Padang Panjang keberatan karena mereka minta untuk start, bukan finis. Sementara dalam rute Padang Panjang kebagian lokasi finis etape V yang starnya di Lembah Harau Limapuluh Kota sehingga hal itu tidak sesuai dengan keinginan dan persiapan yang telah dilakukan kota Serambi Mekah tersebut.

“Walikota dan DPRD arahkan kami, jika tidak dapat start, lebih baik kami mundur,” kata Kepala Dinas Pariwisata Kota Padang Panjang, Hendri Fauzan dalam rapat.

Hendri menyebutkan jauh-jauh hari Pemko Padang Padang sudah bersiap untuk menjadi lokasi start.

“Selain itu, kita sudah memberikan kontribusi besar untuk TdS 2017 ini Rp235 juta. Tentunya kita ingin ada feed backnya,” kata Hendri.

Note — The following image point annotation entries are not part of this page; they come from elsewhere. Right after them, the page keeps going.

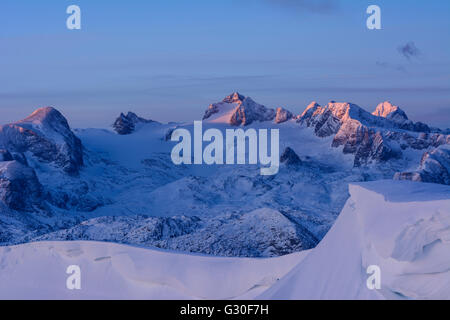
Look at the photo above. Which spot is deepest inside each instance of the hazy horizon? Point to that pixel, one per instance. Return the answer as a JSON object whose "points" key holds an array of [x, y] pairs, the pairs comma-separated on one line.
{"points": [[168, 60]]}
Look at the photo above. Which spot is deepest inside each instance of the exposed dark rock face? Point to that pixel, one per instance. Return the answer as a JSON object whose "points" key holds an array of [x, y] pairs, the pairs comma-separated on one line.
{"points": [[244, 111], [126, 124], [290, 158], [47, 136], [434, 167], [19, 186], [283, 115]]}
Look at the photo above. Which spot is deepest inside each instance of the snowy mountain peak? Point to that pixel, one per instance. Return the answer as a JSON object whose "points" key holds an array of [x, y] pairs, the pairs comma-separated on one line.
{"points": [[47, 137], [237, 110], [47, 118], [389, 111]]}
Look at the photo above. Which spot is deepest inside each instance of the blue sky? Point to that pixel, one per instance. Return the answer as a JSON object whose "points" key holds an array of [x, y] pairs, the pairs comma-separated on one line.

Menanggapi ancaman mundur dari Padang Panjang itu, Wagub Sumbar Nasrul Abit mengatakan semuanya diserahkan kepada Pemko Padang Panjang sendiri.

Menurutnya, bila minta mundur silahkan saja. Kalau, tidak siap tentunya pihaknya akan mencari pengganti Padang Panjang.

“Padang Panjang meminta menjadi tuan rumah lokasi start. Tentunya tidak mungkin lagi, karena persiapan sudah memasuki tahap akhir. Kalau tidak siap, kita persilakan. Kita sudah siapkan Limapuluh Kota sebagai gantinya,” kata Nasrul Abit.